- First Posted: Sep 08 2010 07:39 AM
- Updated: 2 days ago
Post-Fear Street and pre-Paradise Lost, this anthology allows readers to hold onto their childhoods a little longer.
One day in 1989, my dad gave me a book, Growing Up Canadian, acquired secondhand from a friend’s son. I’ve had the book since I was growing up Canadian. I have it here in front of me. The anthology, compiled for students at Upper Canada College, contains, among other stories, “The Bottle Queen” (W.P. Kinsella), “A Bird in the House” (Margaret Laurence), “An Ounce of Cure” (Alice Munro), “The Hockey Sweater” (Roch Carrier), “A Cap for Steve” (Morley Callaghan), “Penny in the Dust” (Ernest Buckler), and “The Last Husky” (Farley Mowat). I just Googled it, and according to the internet, it doesn’t exist.

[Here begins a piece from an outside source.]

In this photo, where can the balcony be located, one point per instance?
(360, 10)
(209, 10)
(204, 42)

When I was a kid, I was a reader. I knew what went down on Fear Street, the eye colour and dress size of the Sweet Valley twins, the names of the alternates in the Baby-Sitters Club. But I could appreciate that the stories in Growing Up Canadian were something new. They marked the point when I graduated from those other books, sensing then what I can articulate now – that although the protagonists were youths, the writing was literary fiction. I had heard the name Alice Munro, knew my dad read reviews of her in the Toronto Star. My dad reads book reviews but he doesn’t read books, and I felt that I’d one-upped him.

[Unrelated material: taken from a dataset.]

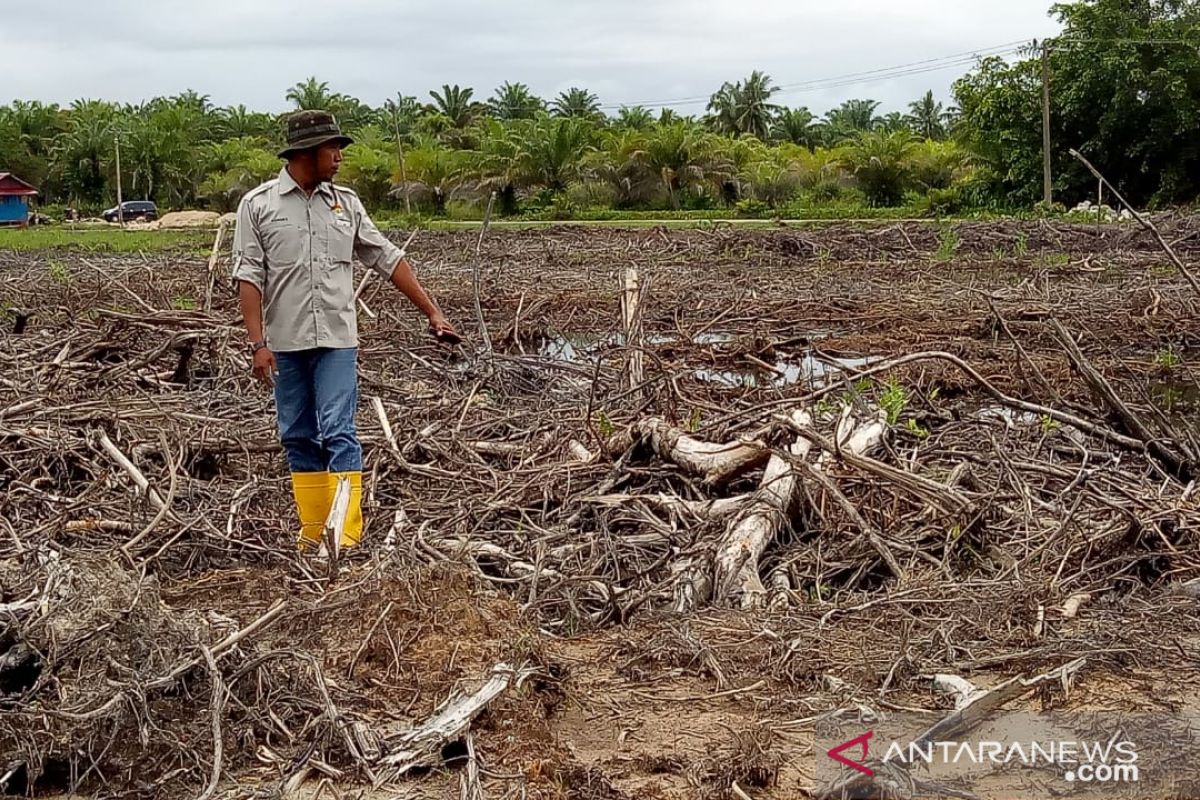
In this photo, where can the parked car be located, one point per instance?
(133, 210)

In “Penny in the Dust,” a boy’s father gives him a penny, and the boy buries it in the dust and loses it. When confronted by his father, the boy thinks, How could I bear the shame of repeating before him the soft twisting visions I had built in my head in the magic August afternoon when almost anything could be made to seem real, as I buried the penny and dug it up again? How could I explain that pit-of-the-stomach sickness which struck through the whole day when I had to believe, at last, that it was really lost? When I read that story, I was shocked that I wasn’t the only kid who’d spent an afternoon burying pennies in sand. But more crucially, those were my visions, that was my pit-of-the-stomach; I easily believed that a penny could merit such anguish.

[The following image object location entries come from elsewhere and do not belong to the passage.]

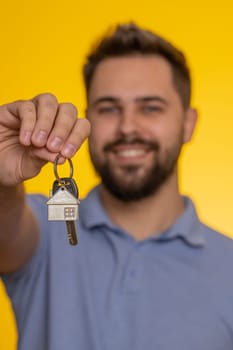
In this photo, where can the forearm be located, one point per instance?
(19, 230)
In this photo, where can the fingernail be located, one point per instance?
(27, 137)
(68, 151)
(41, 137)
(56, 143)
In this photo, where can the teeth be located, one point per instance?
(131, 153)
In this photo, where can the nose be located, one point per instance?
(129, 122)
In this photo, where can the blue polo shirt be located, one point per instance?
(173, 291)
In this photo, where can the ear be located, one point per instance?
(191, 116)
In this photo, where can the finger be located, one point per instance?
(64, 123)
(47, 107)
(26, 112)
(80, 132)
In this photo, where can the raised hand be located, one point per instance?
(33, 132)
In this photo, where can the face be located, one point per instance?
(138, 125)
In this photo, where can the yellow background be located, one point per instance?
(43, 45)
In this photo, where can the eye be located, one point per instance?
(108, 109)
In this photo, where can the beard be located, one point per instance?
(130, 186)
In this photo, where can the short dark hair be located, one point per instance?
(129, 39)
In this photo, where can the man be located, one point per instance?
(147, 273)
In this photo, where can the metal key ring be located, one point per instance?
(55, 167)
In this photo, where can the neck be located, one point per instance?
(148, 216)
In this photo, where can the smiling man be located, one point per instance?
(147, 273)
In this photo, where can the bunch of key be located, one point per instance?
(63, 202)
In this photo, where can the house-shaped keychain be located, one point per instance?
(62, 206)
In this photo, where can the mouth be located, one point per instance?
(131, 152)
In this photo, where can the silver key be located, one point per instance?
(63, 203)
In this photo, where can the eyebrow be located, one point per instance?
(112, 99)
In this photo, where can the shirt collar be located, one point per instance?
(187, 226)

I recommended “The Bottle Queen” to my fiction MFA classmates. We laughed at the book’s cover – a sketch of seven Canadian teenagers, appropriately diverse, grinning open-mouthed over an open book as though nothing had ever given them such joy. But when I discussed the part of the story when Delores Ermineskin, a.k.a. the Bottle Queen, takes every dollar bill she has earned from selling discarded empty bottles tossed in ditches, bills she’s saving to buy a gorgeous dance costume – she’s a dancer – and gives them to her unreliable, drinking father, and her brother, the narrator, says, “If being loved could make you a better person, then Pa would be about equal to an angel,” I felt, quite embarrassedly, that I might cry.
Growing Up Canadian was the ideal transition book, allowing me, before I read Prufrock or Paradise Lost, to hold on a little longer to childhood and consequently to the childhood love of reading. It was one book, perhaps of many, that made me see literature as something quite relevant to my life. Growing Up Canadian expanded my small outlook; it taught me that other families weren’t all like my family, that South Indians weren’t the only Indians, that Ontario wasn’t the only province, that not everybody lived in a house like mine. It encapsulated and humanized the national landscape, and it instilled in me, a fiction writer, the simple belief that the best kinds of fiction are the kinds that can still make you tearful, years after their inception.